The string is converted into glyphs [607, 460, 471, 1651] by the GSUB table. I can detect the correct anchor-attachment of the second glyph under the first one. But I can not find an appropriate GSUB subtable, that would position the third glyph on top of the first one. Here, the left one is correct, the right one is what my program does at the moment.
Also, I don't quite understand the LookupType 8 of GSUB. Some LookupTable can have LookupFlags including a bit 8 - ignoreMarks. When matching the Backtrack, Input and Lookahead sequences, should I take these flags into account, i.e. skip marks? What exactly is the mechanism of matching and applying LookupType 8?
The positioning of both marks (the small tah, and dot of 'beh') is done through a lookup in the Mark Positioning ('mark') feature of the GPOS table, which is applied after the GSUB rules are applied. There is no GSUB-only way to get the correct final positioning. The GPOS must be processed (after the GSUB).

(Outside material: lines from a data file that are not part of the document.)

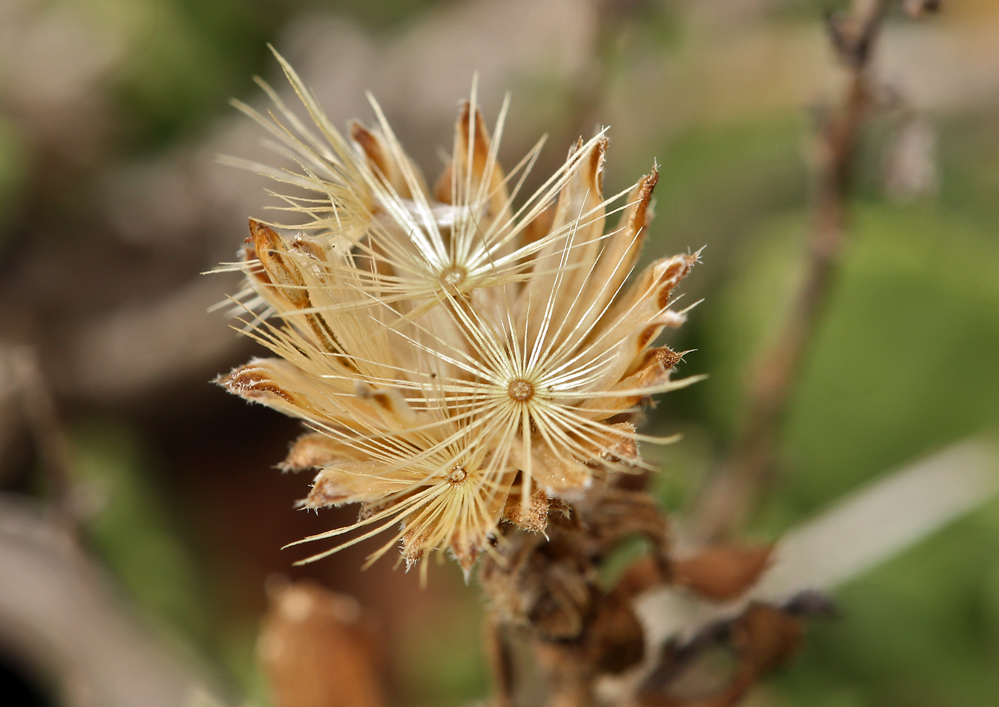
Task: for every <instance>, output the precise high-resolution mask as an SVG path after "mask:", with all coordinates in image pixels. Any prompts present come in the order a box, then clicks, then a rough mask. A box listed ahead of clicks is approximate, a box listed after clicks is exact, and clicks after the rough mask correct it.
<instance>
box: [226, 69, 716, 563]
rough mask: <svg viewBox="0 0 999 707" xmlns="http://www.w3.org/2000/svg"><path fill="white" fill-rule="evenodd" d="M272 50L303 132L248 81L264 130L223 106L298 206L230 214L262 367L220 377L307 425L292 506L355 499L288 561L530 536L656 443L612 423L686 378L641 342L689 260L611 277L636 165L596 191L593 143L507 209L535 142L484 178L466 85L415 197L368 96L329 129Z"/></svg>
mask: <svg viewBox="0 0 999 707" xmlns="http://www.w3.org/2000/svg"><path fill="white" fill-rule="evenodd" d="M278 59H279V61H281V63H282V66H283V67H284V69H285V73H286V74H287V76H288V77H289V79H290V80H291V82H292V84H293V85H294V88H295V90H296V93H297V94H298V96H299V97H300V98H301V100H302V102H303V105H304V107H305V109H306V111H307V112H308V113H309V116H310V118H311V119H312V121H313V122H315V124H316V125H317V126H318V128H319V129H318V131H310V130H308V129H306V128H305V126H304V123H302V122H301V120H300V119H299V118H297V117H296V116H294V115H293V113H292V112H291V111H290V110H289V109H288V108H287V107H286V106H285V105H284V104H283V103H282V102H281V101H280V100H279V99H278V98H277V95H276V94H275V93H274V92H273V91H270V89H268V91H269V93H270V95H271V97H272V98H273V99H274V100H275V102H276V103H277V108H278V110H277V112H276V114H275V116H272V119H268V118H265V117H264V116H262V115H261V114H259V113H257V112H256V111H254V110H252V109H250V108H248V107H246V106H240V107H241V109H242V110H244V112H246V113H248V114H249V115H250V116H251V117H253V118H254V119H255V120H257V121H258V122H259V123H260V124H261V125H263V126H264V127H265V128H266V129H267V130H268V131H269V132H270V133H271V135H272V136H274V137H276V138H278V139H279V140H281V141H282V142H283V145H284V147H285V148H287V149H289V150H290V151H291V152H292V153H294V155H295V158H294V159H295V161H296V163H297V169H296V168H295V167H292V168H291V169H290V170H283V169H276V168H271V167H266V166H262V165H252V167H253V168H254V169H255V170H257V171H261V172H264V173H266V174H269V175H271V176H273V177H274V178H275V179H276V180H278V182H280V183H282V184H289V183H290V184H291V185H293V186H294V187H297V188H299V190H301V189H304V190H306V191H307V192H311V194H306V195H305V196H303V195H302V193H301V191H298V192H296V193H293V194H287V195H283V196H281V198H282V199H283V201H284V207H283V209H284V211H285V212H290V213H292V214H297V215H298V216H300V217H301V219H300V221H299V222H297V223H290V224H270V225H268V224H264V223H262V222H259V221H251V222H250V238H248V239H247V243H246V245H245V246H244V249H243V251H242V259H241V260H240V261H239V262H237V263H233V264H231V265H230V266H228V269H239V270H241V271H242V272H243V273H244V274H245V275H246V287H245V289H244V291H243V292H241V293H239V294H238V295H237V296H236V298H235V299H236V300H237V301H238V302H239V303H240V305H241V307H242V310H243V311H244V312H245V313H246V314H247V316H246V318H245V320H246V321H245V323H246V332H247V334H248V335H250V336H252V337H254V338H255V339H257V340H258V341H259V342H261V343H262V344H264V345H265V346H267V347H268V348H270V349H271V351H273V352H274V353H275V354H276V357H275V358H270V359H256V360H254V361H251V362H250V363H249V364H247V365H246V366H242V367H240V368H237V369H236V370H235V371H233V372H232V373H230V374H229V375H228V376H225V377H222V378H220V379H219V382H220V384H221V385H223V386H225V387H226V388H228V389H229V390H230V391H231V392H233V393H235V394H237V395H240V396H242V397H244V398H246V399H248V400H251V401H253V402H259V403H262V404H264V405H268V406H270V407H273V408H275V409H277V410H280V411H281V412H284V413H285V414H288V415H292V416H294V417H298V418H300V419H302V420H304V421H305V422H306V424H307V425H308V426H309V427H310V428H311V429H312V431H311V432H310V433H308V434H306V435H305V436H304V437H302V438H301V439H300V440H299V441H298V442H297V443H296V444H295V446H294V447H293V449H292V451H291V453H290V454H289V456H288V458H287V459H286V461H285V463H284V468H287V469H303V468H315V469H317V470H318V474H317V476H316V477H315V481H314V484H313V487H312V491H311V493H310V494H309V495H308V497H307V498H306V499H305V500H304V501H303V502H302V505H303V506H305V507H309V508H316V507H320V506H325V505H339V504H344V503H359V504H361V514H360V516H359V518H358V521H357V523H356V524H355V525H353V526H351V527H349V528H339V529H335V530H331V531H329V532H327V533H322V534H320V535H317V536H314V537H311V538H307V539H306V540H318V539H322V538H333V537H338V536H341V535H343V534H345V533H349V532H354V531H356V532H357V536H356V537H355V538H353V539H351V540H349V541H348V542H346V543H341V544H340V545H338V546H335V547H334V548H332V549H331V550H328V551H325V552H322V553H320V554H318V555H315V556H313V557H312V558H309V559H310V560H311V559H316V558H318V557H322V556H325V555H327V554H329V553H330V552H335V551H336V550H337V549H339V548H341V547H345V546H346V545H349V544H352V543H354V542H358V541H360V540H363V539H364V538H366V537H369V536H372V535H376V534H378V533H380V532H384V531H388V530H389V529H390V528H397V532H396V533H395V534H394V535H393V536H392V538H391V539H390V540H389V542H388V543H386V544H385V545H384V546H382V548H381V549H380V550H378V551H377V552H375V553H374V554H373V557H377V556H380V555H381V554H383V553H384V552H386V551H387V550H388V549H389V548H390V547H392V546H393V545H395V544H396V543H399V544H400V545H401V547H402V553H403V555H404V556H405V557H406V559H407V561H409V562H416V561H418V560H419V559H422V558H423V557H425V556H426V555H427V553H428V552H430V551H432V550H437V549H449V550H450V551H451V552H452V554H454V556H455V557H456V558H457V559H458V561H459V562H460V563H461V564H462V566H463V567H465V569H466V570H467V569H468V568H470V567H471V565H472V563H474V562H475V558H477V557H478V556H479V555H480V554H481V552H483V551H488V550H489V548H490V539H491V538H495V536H496V532H497V526H498V524H499V523H501V522H502V521H503V520H504V519H505V520H507V521H508V522H511V523H514V524H517V525H520V526H521V527H524V528H528V529H530V530H535V531H540V530H543V529H544V527H545V522H546V518H547V513H548V509H549V507H551V505H552V504H553V503H555V501H554V500H553V499H555V498H557V497H565V498H572V497H574V495H576V494H578V493H579V492H580V491H581V490H583V489H586V488H588V487H590V486H591V484H592V482H593V479H594V476H606V475H607V474H611V473H615V472H618V471H627V470H628V469H633V468H639V469H641V468H646V465H645V463H644V462H643V461H642V460H641V458H640V456H639V454H638V441H639V440H646V441H662V440H657V439H655V438H648V437H643V436H641V435H639V434H637V433H636V432H635V429H634V427H633V426H632V425H630V424H627V423H624V422H622V420H621V415H622V414H625V413H628V412H630V411H632V410H633V409H635V407H636V406H637V405H639V404H640V403H641V402H642V401H644V400H647V399H648V398H649V396H651V395H653V394H655V393H659V392H664V391H666V390H669V389H672V388H676V387H679V386H682V385H685V384H687V383H689V382H691V379H687V380H685V381H671V380H670V370H671V369H672V367H673V365H675V363H676V362H677V360H678V357H677V356H676V355H675V354H673V352H671V351H669V349H652V348H651V346H652V344H653V342H654V340H655V339H656V337H657V336H658V335H659V332H660V331H662V329H663V328H664V327H668V326H676V325H678V324H679V323H680V322H682V320H683V313H676V312H672V311H670V309H669V306H670V303H671V296H672V292H673V290H674V288H675V287H676V285H677V284H678V283H679V281H680V280H681V279H683V277H685V276H686V275H687V273H688V272H689V271H690V268H691V266H692V265H693V264H694V263H695V262H696V261H697V255H679V256H674V257H672V258H666V259H663V260H660V261H657V262H655V263H653V264H652V265H650V266H649V267H648V268H646V269H645V270H644V271H643V272H642V273H640V274H639V275H638V276H637V277H636V278H635V280H634V282H632V283H631V284H630V285H629V284H627V280H628V277H629V274H630V273H631V271H632V269H633V268H634V266H635V263H636V261H637V257H638V251H639V249H640V247H641V245H642V242H643V241H644V239H645V234H646V230H647V226H648V222H649V220H650V218H651V203H652V201H651V195H652V190H653V188H654V186H655V183H656V181H657V175H656V172H655V171H653V172H652V174H650V175H647V176H646V177H643V178H642V179H641V180H639V182H638V183H637V184H636V185H635V186H634V187H633V188H632V189H631V190H630V191H628V192H622V193H620V194H617V195H613V196H611V197H610V198H605V197H604V195H603V193H602V188H603V165H604V160H605V157H606V150H607V139H606V137H604V135H603V133H600V134H598V135H597V136H596V137H594V138H593V139H591V140H589V141H583V140H580V141H579V142H577V143H576V145H575V146H574V147H573V149H572V151H571V152H570V153H569V156H568V159H567V160H566V162H565V164H564V165H563V166H562V167H560V168H559V169H558V170H557V171H556V173H555V174H554V175H553V176H552V177H551V178H550V179H549V180H548V181H547V182H546V183H545V185H544V186H543V187H542V188H541V189H540V190H539V191H537V192H535V193H534V194H531V195H527V196H526V197H525V196H522V195H521V194H520V189H521V186H522V185H523V183H524V178H525V175H526V174H527V172H528V171H529V170H530V169H531V167H532V166H533V164H534V160H535V159H536V158H537V155H538V151H539V150H540V143H539V144H538V145H537V146H536V147H535V148H534V149H532V150H531V151H530V152H529V153H528V155H527V156H526V157H525V158H524V159H523V160H522V161H521V162H520V164H518V166H517V167H516V168H515V169H514V170H513V171H512V172H511V173H509V174H506V173H504V171H503V170H502V168H501V167H500V165H499V162H498V160H497V153H498V146H499V138H500V135H501V134H502V128H503V122H504V120H505V115H506V105H505V104H504V107H503V109H502V110H501V112H500V116H499V119H498V120H497V125H496V127H495V130H494V132H495V137H490V135H489V133H488V132H487V130H486V127H485V121H484V120H483V118H482V115H481V114H480V112H479V110H478V107H477V105H476V100H475V90H474V87H473V92H472V97H471V100H470V101H467V102H465V103H463V104H462V106H461V109H460V113H459V117H458V121H457V124H456V126H455V138H454V145H453V151H452V160H451V162H450V164H448V165H447V167H446V168H445V171H444V175H443V176H442V177H441V179H440V180H439V181H438V182H437V184H436V186H435V187H434V189H433V190H430V189H428V187H427V186H426V182H425V181H424V179H423V177H422V176H421V175H420V173H419V172H418V171H417V170H416V168H415V167H414V165H413V163H412V161H411V160H410V159H409V157H408V156H407V155H406V154H405V153H404V152H403V150H402V147H401V146H400V145H399V143H398V141H397V140H396V138H395V135H394V133H393V132H392V129H391V127H390V126H389V125H388V123H387V122H386V121H385V118H384V116H383V115H382V113H381V110H380V109H379V108H378V105H377V104H376V103H373V107H374V110H375V113H376V116H377V118H378V123H377V126H376V127H374V128H366V127H364V126H362V125H360V124H359V123H352V124H351V126H350V130H349V138H348V137H344V136H343V135H341V133H340V132H339V131H338V130H337V129H336V128H335V126H333V125H332V124H331V123H330V122H329V120H328V119H327V118H326V116H325V114H324V113H323V112H322V109H321V108H320V107H319V106H318V105H317V104H316V102H315V100H314V99H313V98H312V94H311V93H310V92H309V91H308V89H307V88H306V87H305V86H304V85H303V84H302V83H301V81H300V80H299V79H298V77H297V75H296V74H295V72H294V70H293V69H292V68H291V67H290V66H289V65H288V64H287V63H285V62H284V60H283V59H281V58H280V57H278ZM317 135H322V136H323V138H322V139H320V138H319V137H317ZM244 166H245V165H244ZM615 215H616V216H617V224H616V225H614V226H611V227H610V228H608V227H607V221H608V217H612V216H615ZM285 229H291V231H292V232H293V233H294V235H285V232H284V231H285ZM222 269H226V268H225V267H223V268H222ZM555 505H558V504H557V503H556V504H555ZM302 542H304V541H302Z"/></svg>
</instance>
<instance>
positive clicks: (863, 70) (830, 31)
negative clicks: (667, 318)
mask: <svg viewBox="0 0 999 707" xmlns="http://www.w3.org/2000/svg"><path fill="white" fill-rule="evenodd" d="M890 4H891V2H890V0H855V2H854V3H853V7H852V9H851V11H850V13H849V14H848V15H846V16H844V17H838V16H837V17H831V18H830V19H829V21H828V24H829V30H830V34H831V37H832V42H833V46H834V48H835V50H836V52H837V55H838V56H839V58H840V59H841V60H842V61H843V63H844V64H845V66H846V67H847V69H848V71H849V73H850V77H849V81H848V85H847V89H846V95H845V97H844V101H843V104H842V106H841V107H840V108H839V110H838V111H837V112H836V113H834V114H832V115H829V116H828V117H826V119H825V120H824V122H823V124H822V125H821V126H820V129H819V133H818V135H817V140H816V143H817V146H816V150H815V152H816V154H815V160H814V174H815V179H814V191H813V201H812V230H811V243H810V252H809V256H808V263H807V266H806V273H805V278H804V282H803V285H802V287H801V290H800V291H799V292H798V294H797V296H796V297H795V299H794V303H793V305H792V309H791V313H790V316H789V318H788V321H787V322H786V323H785V325H784V328H783V330H782V332H781V334H780V335H779V336H778V338H777V340H776V342H775V344H774V345H773V346H772V348H770V349H769V350H768V351H767V352H766V354H765V355H764V356H763V357H762V358H760V360H759V361H758V363H757V364H756V367H755V369H754V372H753V375H752V378H751V381H752V383H751V386H750V389H749V395H748V401H747V404H746V411H745V416H744V420H745V422H744V427H743V429H742V432H741V434H740V436H739V438H738V440H737V441H736V443H735V444H734V446H733V447H732V450H731V452H730V453H729V455H728V457H727V459H725V460H724V461H723V462H722V464H721V466H720V467H719V470H718V472H717V474H716V475H715V476H714V478H713V479H711V481H710V482H709V484H708V486H707V488H706V490H705V492H704V493H703V495H702V496H701V498H700V499H699V507H698V508H696V509H695V513H694V515H693V518H694V528H693V530H694V533H695V534H696V536H697V537H698V538H699V539H704V540H718V539H720V538H724V537H726V536H729V535H731V534H732V532H733V531H734V530H735V529H736V528H738V527H739V526H740V525H741V524H742V523H743V521H744V520H745V518H746V516H747V514H748V513H749V512H750V511H751V510H752V507H753V505H754V503H755V501H756V499H757V497H758V496H759V493H760V491H761V489H762V488H763V487H764V486H765V485H766V484H767V482H768V481H769V480H770V478H771V476H772V475H773V471H774V467H775V464H776V457H777V443H778V440H779V438H780V435H781V433H782V431H783V428H784V422H785V419H786V417H787V412H788V408H789V406H790V403H791V399H792V396H793V394H794V391H795V388H796V384H797V382H798V380H799V377H800V373H801V369H802V364H803V362H804V360H805V356H806V354H807V353H808V350H809V347H810V346H811V343H812V341H813V340H814V338H815V334H816V332H817V330H818V328H819V325H820V324H821V322H822V318H823V314H824V313H825V310H826V305H827V303H828V301H829V296H830V294H831V293H832V290H833V285H834V282H835V280H836V276H837V274H838V272H839V263H840V260H841V257H840V256H841V254H842V251H843V248H844V246H845V244H846V241H847V223H846V221H847V218H846V211H847V200H848V198H849V191H850V186H851V181H852V175H853V168H854V162H855V158H856V154H857V145H858V142H859V139H860V135H861V132H862V129H863V126H864V123H865V121H866V119H867V115H868V112H869V111H868V109H869V107H870V104H871V94H872V91H871V81H870V71H869V69H870V63H871V56H872V54H873V49H874V45H875V43H876V40H877V37H878V34H879V31H880V29H881V26H882V23H883V20H884V17H885V14H886V12H887V10H888V7H889V6H890Z"/></svg>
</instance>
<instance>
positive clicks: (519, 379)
mask: <svg viewBox="0 0 999 707" xmlns="http://www.w3.org/2000/svg"><path fill="white" fill-rule="evenodd" d="M508 392H509V393H510V397H511V398H513V399H514V400H516V401H518V402H525V401H527V400H530V399H531V398H532V397H533V396H534V386H533V385H531V383H529V382H528V381H525V380H524V379H523V378H518V379H516V380H514V381H512V382H511V383H510V388H509V389H508Z"/></svg>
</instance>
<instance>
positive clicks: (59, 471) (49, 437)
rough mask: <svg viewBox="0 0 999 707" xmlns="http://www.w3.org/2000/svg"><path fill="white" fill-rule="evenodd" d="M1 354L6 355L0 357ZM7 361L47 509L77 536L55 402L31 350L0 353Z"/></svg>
mask: <svg viewBox="0 0 999 707" xmlns="http://www.w3.org/2000/svg"><path fill="white" fill-rule="evenodd" d="M3 354H6V355H5V356H3ZM0 356H3V357H4V358H6V359H7V367H8V369H9V370H8V373H9V375H10V377H11V379H12V382H13V384H14V387H15V390H16V392H17V397H18V398H20V403H21V408H22V410H23V414H24V419H25V422H26V423H27V426H28V429H29V430H30V431H31V435H32V437H34V442H35V448H36V450H37V453H38V458H39V462H40V463H39V466H40V468H41V470H42V474H43V476H44V480H45V484H46V487H47V488H46V491H47V500H48V503H47V508H48V510H49V513H50V514H51V515H52V516H53V518H54V520H55V521H56V523H57V524H59V525H60V527H61V528H62V530H63V531H64V532H66V533H67V535H68V536H70V537H77V536H78V535H79V520H80V519H79V517H78V515H79V514H78V512H77V505H78V504H77V503H76V494H75V493H74V479H73V473H72V458H71V454H70V445H69V440H68V439H67V436H66V431H65V429H63V426H62V423H61V421H60V420H59V411H58V409H57V407H56V401H55V398H54V397H53V396H52V392H51V390H50V389H49V386H48V384H47V381H46V379H45V375H44V374H43V373H42V369H41V366H40V365H39V363H38V356H37V355H36V353H35V352H34V350H32V349H30V348H28V347H25V346H18V347H14V348H11V349H8V350H7V351H6V352H0Z"/></svg>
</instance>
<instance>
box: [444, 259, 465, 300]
mask: <svg viewBox="0 0 999 707" xmlns="http://www.w3.org/2000/svg"><path fill="white" fill-rule="evenodd" d="M465 276H466V273H465V269H464V268H463V267H461V266H458V265H452V266H451V267H449V268H447V269H446V270H444V272H442V273H441V283H442V284H443V285H444V287H445V288H446V289H447V291H448V292H450V293H452V294H456V293H457V292H458V290H459V289H460V288H461V283H463V282H464V281H465Z"/></svg>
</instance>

As to the ignoreMarks flag: the flag isn't specific to GSUB LookupType8. Any lookup (GSUB or GPOS) can set this flag. It tells the layout engine to ignore marks in the sequence under consideration, for purposes of matching context. This allows defining substitution contexts with only the "root" glyphs of a sequence, so if the context rule is A B C
, a lookup with the ignoreMarks flag set would match A (mark) B C
, A B (mark) C
, A B C
, etc.
It comes into play in this font because first the two input characters are decomposed (in the GSUB) to a sequence of base + mark glyphs, then recomposed (also in the GSUB), then the marks are positioned (in the GPOS).
(as an aside: why are you doing text layout yourself, as opposed to using an existing layout engine, such as HarfBuzz or engines built in to other operating systems?)